だとしたら、とても悲しい。せっかく両親がいるのに―――この世に存在しているのに。
だが、それは京介親子の問題だ。自分が口を挟むべきではない。
できることなら仲良くしてほしいと思うけれど。
「……あのさあ、きょおすけ」
「なんだ」
「おめえ、オレんち来ねえ?」
「―――」
「そうだよ。その手があるじゃん。なんですぐ思いつかなかったんだろ?
おめえも一緒に来ればいいんだ。ここにひとりでいるよかマシだと思うぞ?
アキちゃんだって遊びに来いって言ってたしさ。
ちゃぺも連れて、オレんち行こうぜ。

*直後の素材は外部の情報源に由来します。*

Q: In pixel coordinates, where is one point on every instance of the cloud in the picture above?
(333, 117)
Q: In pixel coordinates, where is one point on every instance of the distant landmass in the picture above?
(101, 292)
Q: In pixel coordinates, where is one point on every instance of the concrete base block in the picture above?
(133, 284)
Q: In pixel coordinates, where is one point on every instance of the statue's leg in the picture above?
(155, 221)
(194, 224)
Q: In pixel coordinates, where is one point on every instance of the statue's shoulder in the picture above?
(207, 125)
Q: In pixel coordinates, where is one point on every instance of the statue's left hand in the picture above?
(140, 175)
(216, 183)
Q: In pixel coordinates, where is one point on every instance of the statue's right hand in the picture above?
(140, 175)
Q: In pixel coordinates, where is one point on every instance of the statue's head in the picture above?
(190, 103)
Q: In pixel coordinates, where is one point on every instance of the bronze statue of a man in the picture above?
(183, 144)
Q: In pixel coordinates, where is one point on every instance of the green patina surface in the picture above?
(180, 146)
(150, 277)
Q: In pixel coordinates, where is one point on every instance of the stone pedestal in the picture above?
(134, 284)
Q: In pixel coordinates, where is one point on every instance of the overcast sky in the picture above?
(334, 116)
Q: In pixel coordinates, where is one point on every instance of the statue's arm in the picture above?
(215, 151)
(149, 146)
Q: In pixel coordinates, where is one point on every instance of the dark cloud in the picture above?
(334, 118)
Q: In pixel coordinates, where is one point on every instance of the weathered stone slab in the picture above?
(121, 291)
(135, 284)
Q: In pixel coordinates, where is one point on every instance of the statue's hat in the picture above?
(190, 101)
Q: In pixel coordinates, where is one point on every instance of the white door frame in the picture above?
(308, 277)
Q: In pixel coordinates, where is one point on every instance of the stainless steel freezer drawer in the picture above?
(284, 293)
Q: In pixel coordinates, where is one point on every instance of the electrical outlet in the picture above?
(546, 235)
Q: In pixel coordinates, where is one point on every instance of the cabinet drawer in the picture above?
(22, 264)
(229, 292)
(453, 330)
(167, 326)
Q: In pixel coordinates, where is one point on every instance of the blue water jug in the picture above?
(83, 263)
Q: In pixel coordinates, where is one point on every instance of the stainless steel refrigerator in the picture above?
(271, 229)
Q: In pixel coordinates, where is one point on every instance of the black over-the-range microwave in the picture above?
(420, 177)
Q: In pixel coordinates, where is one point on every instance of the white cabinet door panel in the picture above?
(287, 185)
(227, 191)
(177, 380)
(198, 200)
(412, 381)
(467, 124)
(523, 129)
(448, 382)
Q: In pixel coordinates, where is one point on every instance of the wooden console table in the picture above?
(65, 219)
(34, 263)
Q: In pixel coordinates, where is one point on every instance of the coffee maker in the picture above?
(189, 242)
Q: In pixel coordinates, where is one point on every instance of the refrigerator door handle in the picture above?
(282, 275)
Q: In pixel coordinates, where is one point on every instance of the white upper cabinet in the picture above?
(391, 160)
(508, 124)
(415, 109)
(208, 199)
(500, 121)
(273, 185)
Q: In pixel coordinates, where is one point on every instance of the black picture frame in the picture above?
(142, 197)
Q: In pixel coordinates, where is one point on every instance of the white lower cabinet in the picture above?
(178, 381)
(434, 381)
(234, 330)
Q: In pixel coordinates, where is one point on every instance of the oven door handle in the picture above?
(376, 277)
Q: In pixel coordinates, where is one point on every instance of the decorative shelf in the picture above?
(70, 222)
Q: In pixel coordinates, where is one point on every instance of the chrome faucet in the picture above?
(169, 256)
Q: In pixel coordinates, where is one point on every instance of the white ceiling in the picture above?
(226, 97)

な? いやか? ダメ?」
「いやだし、だめだ」
京介の即答に、冬香の表情が曇った。
「な、なんで……?」
「家族水入らずの邪魔をしたくない」
「ジャマじゃねえよ全然。それに、アキちゃんも―――」
「その本人がいないのに、行けるわけないだろう」
「じゃ、じゃあオレが招待する。だから―――」
「気を遣うな。俺は平気だ。それと、ひとりなんて言ったら、ちゃぺが怒る」
一瞬だけ、冬香は黙り込んだ。
「そりゃ、そりゃそうだけど……でも……」
「俺のことはなにも心配しなくていい。ちゃぺと一緒に留守番してるから、おまえは実家でゆっくりしてこい」
「………」
もう説得できなかった。黙って頷くしかなかった。